In the dressing-room after the game, having had seven stitches and holding an ice-pack to a huge swelling on his temple, he said: "You will have to cut my legs off for me not to play against France on Saturday. I guarantee I will be there."
Jenkins, nevertheless, is still seeking full acclaim from the Welsh public. Well as he plays for Pontypridd, he has never struck the same form for his country, even though on Saturday he will become the most capped fly- half in Welsh history, his 30 caps in that position beating Cliff Morgan's 29.
It is ironic that 12 months ago he was blamed for last season's wooden spoon and whitewash, and yet with Wales heading for their second consecutive whitewash for the first time in their history, having lost their last eight Five Nations games, he is back for Wales as the people's choice.
Jenkins more than anybody can appreciate what Arwel Thomas is going through. Thomas was seen as a catalyst for change in the Welsh approach, but buckled under the pressure in Dublin. Jenkins now has another chance to capture Welsh hearts on his own account.
Yesterday Abertillery, although swamped by the far greater fire-power of the Pontypridd forwards and backs, gave a brave account of themselves in the first half before giving up the ghost in the second as Pontypridd swamped them with tries.
Neil Jenkins set them on their way, kicking a penalty goal and then creating a try for Paul John, which he also converted. Mark Williams then kicked a penalty for Abertillery, but a try by David Manly, created by the evergreen Ritchie Collins and again converted by Jenkins made it 17- 3 after only 10 minutes.
Although Abertillery were outgunned they continued to play bravely, but Pontypridd were too strong and incisive. Another break by Jenkins brought a try by Crispin Cormack, swiftly followed by another for Steele Lewis. Jenkins converted both to make it 31-3 at half-time.
In the second period the deluge continued. Neil Jenkins scored a try and converted it before going off, and tries followed by Geraint Lewis, David Manly, Matthew Lloyd, Steele Lewis, Paul John and another by Lewis, with Cormack kicking two conversions. Abertillery's reply was a consolation try by Nick Prest converted by Mark Williams.

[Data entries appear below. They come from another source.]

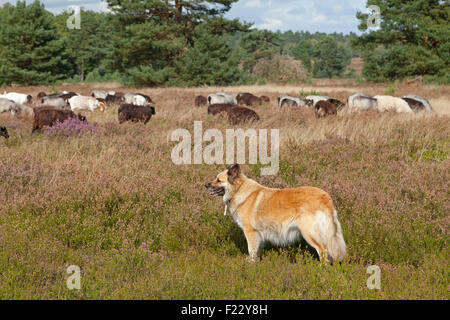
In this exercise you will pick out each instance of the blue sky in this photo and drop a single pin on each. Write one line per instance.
(308, 15)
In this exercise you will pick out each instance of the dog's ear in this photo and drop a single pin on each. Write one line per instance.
(233, 172)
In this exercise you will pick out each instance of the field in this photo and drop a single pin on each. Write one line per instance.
(141, 227)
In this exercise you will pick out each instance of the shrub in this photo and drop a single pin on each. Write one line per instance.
(70, 127)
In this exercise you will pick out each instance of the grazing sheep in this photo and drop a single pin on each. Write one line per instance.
(66, 96)
(221, 98)
(237, 115)
(113, 99)
(54, 101)
(48, 116)
(361, 101)
(22, 109)
(4, 132)
(7, 105)
(137, 99)
(40, 95)
(85, 103)
(423, 103)
(387, 103)
(248, 99)
(200, 101)
(129, 112)
(99, 94)
(325, 108)
(285, 100)
(20, 98)
(265, 99)
(218, 108)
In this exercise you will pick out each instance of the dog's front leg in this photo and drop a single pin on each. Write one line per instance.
(253, 241)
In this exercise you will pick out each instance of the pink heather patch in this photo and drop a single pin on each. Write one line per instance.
(70, 127)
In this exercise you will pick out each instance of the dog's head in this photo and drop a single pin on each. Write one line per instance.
(225, 183)
(4, 132)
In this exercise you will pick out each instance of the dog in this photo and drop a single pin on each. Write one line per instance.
(281, 216)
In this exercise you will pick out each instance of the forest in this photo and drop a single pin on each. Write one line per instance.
(190, 43)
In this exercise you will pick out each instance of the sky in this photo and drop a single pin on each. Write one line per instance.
(296, 15)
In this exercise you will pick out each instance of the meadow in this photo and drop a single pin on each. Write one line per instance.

Abertillery are now deep in relegation trouble, while Pontypridd are happy in pole position. But Cardiff have two games in hand, Llanelli one - and Neath are coming up on the rails.
Abertillery: M Williams; A Richards, A Hillman, B Corlett, M Hassell; K Price, D Wright; D Jones, C Milkins, P Harriman, J Cicero, R McCorduck, D Duley, G Gladyn. L Phillips (capt).
Pontypridd: C Cormack; D Manly, J Lewis, S Lewis, G Lewis; N Jenkins, P John; N Bezani (capt), Phil John, A Metcalfe, G Prosser, P Owen, M Lloyd, D McIntosh, R Collins.